La décision de l’exécutif français de nommer Sylvie Goulard «ministre des Armées» a été très remarquée cette semaine par un certain nombre de confrères hexagonaux. Ceux-ci ayant déjà pointé du doigt que l’intitulé du poste avait changé — depuis 1974 on parlait en effet de «ministre de la Défense» — il est inutile d’y revenir ici, même si le choix de cette terminologie reste encore obscure. Ajoutons un fait, dans l’Europe des Vingt-Huit, six femmes occupent désormais cette fonction: en France donc, en Allemagne, en Italie, en Espagne, aux Pays-Bas et en Slovénie.

Arrêtons-nous un instant sur les deux premiers pays de cette liste. Il y a en ce moment, des deux côtés du Rhin, un objectif commun en matière de Défense. Angela Merkel et Emmanuel Macron ont pour ambition, chacun à l’intérieur de leurs frontières, de hisser à moyen terme leur budget militaire à 2% du PIB. Ce but identique signifie-t-il qu’un nouveau moteur franco-allemand entend être en symbiose politique sur cette question, convaincre un grand nombre de partenaires de la nécessité de faire de même et de parvenir, à terme, à l’idée d’une Défense commune? Soixante ans après l’échec de la Communauté européenne de défense (CED), il est permis de se poser la question.

Souvenez-vous. Le 27 mars 1952, six pays européens établissent un traité instituant la CED. Ratifié par l’Allemagne, la Belgique, le Luxembourg et les Pays-Bas, il est rejeté par… l’Assemblée nationale française deux ans plus tard. Depuis, l’idée d’une Défense commune revient à intervalles réguliers. Avec peut-être un peu plus d’insistance depuis que le président américain s’est récemment plaint que les pays du Vieux Continent ne contribuaient pas assez au financement de l’OTAN et a dénoncé le côté «obsolète» de l’organisation. Donald Trump a fait volte-face depuis. Il n’empêche: attendre tout des autres en matière de Défense est une erreur. L’Europe doit avoir «son destin en mains», a dit, en début d’année, la chancelière allemande.
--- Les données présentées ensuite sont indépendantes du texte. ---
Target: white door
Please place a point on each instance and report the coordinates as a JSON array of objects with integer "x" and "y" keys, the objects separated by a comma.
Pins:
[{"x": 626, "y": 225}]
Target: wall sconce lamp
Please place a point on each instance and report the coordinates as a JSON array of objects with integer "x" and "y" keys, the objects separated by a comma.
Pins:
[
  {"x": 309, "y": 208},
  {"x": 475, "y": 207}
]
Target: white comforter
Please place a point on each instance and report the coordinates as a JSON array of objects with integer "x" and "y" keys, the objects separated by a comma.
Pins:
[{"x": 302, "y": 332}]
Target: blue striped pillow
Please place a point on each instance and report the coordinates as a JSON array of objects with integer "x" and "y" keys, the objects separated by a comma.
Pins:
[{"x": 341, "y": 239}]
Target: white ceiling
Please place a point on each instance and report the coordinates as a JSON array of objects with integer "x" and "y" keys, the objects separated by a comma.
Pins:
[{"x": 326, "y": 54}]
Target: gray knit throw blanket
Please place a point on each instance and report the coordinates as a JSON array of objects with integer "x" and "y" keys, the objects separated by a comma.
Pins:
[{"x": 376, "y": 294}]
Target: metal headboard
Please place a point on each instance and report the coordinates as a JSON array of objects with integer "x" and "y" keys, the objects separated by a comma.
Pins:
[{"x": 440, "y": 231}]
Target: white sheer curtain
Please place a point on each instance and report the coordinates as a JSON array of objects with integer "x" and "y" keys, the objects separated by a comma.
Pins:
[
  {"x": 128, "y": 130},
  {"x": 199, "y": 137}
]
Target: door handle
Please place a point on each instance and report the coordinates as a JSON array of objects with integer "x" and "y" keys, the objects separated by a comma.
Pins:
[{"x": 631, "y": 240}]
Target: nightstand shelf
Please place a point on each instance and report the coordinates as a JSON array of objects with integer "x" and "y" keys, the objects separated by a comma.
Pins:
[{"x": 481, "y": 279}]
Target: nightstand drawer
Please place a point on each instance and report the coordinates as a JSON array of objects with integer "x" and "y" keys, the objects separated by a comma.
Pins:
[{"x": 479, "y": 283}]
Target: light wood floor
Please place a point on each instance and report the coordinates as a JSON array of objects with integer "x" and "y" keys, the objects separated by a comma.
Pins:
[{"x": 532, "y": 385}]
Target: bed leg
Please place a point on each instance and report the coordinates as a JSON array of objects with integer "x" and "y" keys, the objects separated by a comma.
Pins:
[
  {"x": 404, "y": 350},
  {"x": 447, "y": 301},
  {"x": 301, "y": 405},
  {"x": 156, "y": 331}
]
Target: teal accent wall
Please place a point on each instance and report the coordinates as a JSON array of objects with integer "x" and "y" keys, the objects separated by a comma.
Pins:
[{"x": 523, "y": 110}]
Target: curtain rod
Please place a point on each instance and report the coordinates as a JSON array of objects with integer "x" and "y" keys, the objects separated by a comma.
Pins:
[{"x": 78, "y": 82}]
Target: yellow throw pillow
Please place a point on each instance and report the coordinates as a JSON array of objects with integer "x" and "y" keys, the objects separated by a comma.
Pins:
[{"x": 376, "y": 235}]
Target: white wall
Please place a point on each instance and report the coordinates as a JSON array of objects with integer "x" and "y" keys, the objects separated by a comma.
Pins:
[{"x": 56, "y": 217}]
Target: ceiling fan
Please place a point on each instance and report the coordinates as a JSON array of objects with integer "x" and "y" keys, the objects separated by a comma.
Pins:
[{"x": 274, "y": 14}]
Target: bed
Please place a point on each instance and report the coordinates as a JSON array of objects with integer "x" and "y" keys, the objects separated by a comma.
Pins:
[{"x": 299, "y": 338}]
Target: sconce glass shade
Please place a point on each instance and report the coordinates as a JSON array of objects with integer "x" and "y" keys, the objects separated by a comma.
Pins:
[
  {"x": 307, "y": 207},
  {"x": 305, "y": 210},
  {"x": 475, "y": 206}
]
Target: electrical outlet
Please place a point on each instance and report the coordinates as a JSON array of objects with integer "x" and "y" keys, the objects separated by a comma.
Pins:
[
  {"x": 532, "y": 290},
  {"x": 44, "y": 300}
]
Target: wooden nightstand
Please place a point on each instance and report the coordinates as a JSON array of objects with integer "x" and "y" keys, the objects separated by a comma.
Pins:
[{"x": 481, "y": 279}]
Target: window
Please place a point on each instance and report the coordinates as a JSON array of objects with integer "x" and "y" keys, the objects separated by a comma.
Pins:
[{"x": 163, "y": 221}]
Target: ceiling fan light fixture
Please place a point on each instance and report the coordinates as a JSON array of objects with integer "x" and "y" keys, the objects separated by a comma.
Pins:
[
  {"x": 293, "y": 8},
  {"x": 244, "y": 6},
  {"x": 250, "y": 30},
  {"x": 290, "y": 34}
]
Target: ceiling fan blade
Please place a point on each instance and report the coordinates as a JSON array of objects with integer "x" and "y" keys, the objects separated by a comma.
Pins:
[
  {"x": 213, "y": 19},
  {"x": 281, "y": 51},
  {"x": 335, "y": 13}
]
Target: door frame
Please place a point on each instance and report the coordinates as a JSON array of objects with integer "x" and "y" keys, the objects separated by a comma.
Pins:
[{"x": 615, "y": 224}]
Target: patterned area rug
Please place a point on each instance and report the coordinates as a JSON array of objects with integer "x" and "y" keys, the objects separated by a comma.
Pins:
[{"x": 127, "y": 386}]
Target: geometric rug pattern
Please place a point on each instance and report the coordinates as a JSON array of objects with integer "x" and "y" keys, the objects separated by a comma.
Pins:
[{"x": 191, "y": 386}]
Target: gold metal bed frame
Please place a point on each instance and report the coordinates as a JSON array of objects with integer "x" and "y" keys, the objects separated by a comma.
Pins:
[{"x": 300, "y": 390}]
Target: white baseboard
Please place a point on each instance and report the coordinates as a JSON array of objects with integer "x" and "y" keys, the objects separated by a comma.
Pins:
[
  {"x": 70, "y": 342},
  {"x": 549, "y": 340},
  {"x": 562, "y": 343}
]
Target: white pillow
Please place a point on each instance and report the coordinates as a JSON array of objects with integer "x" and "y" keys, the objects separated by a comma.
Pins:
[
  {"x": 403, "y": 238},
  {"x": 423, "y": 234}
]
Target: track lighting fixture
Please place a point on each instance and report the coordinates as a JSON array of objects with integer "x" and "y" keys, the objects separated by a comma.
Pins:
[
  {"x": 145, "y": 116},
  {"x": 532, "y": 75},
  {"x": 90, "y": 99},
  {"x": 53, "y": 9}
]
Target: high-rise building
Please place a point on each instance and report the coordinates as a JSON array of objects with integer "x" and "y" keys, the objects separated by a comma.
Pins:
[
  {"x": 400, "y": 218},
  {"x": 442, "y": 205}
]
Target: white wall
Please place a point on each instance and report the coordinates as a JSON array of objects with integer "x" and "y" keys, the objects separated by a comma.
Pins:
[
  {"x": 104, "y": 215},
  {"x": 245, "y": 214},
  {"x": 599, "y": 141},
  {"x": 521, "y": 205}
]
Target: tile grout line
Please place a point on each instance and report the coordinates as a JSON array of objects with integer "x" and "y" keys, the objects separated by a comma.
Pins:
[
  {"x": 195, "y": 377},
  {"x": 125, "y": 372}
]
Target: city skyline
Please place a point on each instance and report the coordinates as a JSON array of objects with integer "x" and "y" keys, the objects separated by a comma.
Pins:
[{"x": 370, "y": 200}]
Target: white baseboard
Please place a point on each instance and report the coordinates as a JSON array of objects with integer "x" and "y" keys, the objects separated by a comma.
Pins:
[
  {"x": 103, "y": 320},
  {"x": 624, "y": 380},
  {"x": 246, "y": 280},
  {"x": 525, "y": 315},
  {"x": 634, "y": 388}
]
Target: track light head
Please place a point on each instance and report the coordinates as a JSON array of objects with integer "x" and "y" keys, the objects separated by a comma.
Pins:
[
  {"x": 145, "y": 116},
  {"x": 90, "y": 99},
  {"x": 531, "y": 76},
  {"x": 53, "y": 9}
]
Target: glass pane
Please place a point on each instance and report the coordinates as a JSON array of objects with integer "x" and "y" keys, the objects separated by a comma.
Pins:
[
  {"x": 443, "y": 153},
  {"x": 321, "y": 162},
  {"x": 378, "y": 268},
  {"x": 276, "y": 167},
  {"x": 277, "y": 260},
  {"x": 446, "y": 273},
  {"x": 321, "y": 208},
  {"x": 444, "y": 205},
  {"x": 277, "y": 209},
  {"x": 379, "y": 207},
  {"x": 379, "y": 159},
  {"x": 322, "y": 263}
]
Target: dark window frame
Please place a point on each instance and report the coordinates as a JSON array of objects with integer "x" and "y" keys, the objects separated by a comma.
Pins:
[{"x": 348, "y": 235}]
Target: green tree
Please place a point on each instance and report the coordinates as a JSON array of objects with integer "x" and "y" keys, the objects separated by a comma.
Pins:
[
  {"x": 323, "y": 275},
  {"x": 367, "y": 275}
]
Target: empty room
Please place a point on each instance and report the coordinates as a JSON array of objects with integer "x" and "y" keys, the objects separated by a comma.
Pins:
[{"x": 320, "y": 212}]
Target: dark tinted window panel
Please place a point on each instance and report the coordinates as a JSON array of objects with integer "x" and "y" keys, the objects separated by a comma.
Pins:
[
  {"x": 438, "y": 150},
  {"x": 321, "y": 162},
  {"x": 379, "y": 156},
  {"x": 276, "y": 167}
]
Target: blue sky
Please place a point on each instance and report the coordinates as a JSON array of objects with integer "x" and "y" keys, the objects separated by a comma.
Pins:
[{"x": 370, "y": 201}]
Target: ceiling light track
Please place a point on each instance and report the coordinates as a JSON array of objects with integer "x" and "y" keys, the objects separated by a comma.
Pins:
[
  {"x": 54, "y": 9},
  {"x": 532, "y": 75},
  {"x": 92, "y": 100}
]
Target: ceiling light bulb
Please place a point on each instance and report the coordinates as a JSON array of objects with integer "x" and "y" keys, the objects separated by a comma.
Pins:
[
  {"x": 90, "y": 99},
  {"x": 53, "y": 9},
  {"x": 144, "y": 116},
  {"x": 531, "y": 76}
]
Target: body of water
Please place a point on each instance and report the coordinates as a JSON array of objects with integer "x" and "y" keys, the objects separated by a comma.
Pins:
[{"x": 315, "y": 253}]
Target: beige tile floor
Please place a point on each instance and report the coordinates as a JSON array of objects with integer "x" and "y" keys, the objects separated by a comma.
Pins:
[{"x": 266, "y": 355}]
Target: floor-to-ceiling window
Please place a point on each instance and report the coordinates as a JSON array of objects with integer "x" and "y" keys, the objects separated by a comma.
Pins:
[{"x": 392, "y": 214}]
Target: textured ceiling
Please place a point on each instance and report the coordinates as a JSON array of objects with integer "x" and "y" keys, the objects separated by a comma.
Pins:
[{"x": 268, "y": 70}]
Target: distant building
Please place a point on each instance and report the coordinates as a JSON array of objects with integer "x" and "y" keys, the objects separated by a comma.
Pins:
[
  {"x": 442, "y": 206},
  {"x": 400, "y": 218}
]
Cette prise de conscience est-elle partagée par l’ensemble des Vingt-Huit (bientôt Vingt-Sept)? Difficile de le dire. Il serait pourtant logique qu’une Union politique et économique se dote également d’une Défense commune. Elle a une belle occasion de le faire. Que cette idée puisse, en outre, être portée par un couple de femmes déterminées — Sylvie Goulard en France et Ursula von der Leyen en Allemagne — aurait quelque chose de savoureux. Elle apporterait en effet un démenti catégorique à ce qui est apparu jusqu’ici comme une forme de déterminisme: que l’armée ne serait qu’une affaire d’hommes.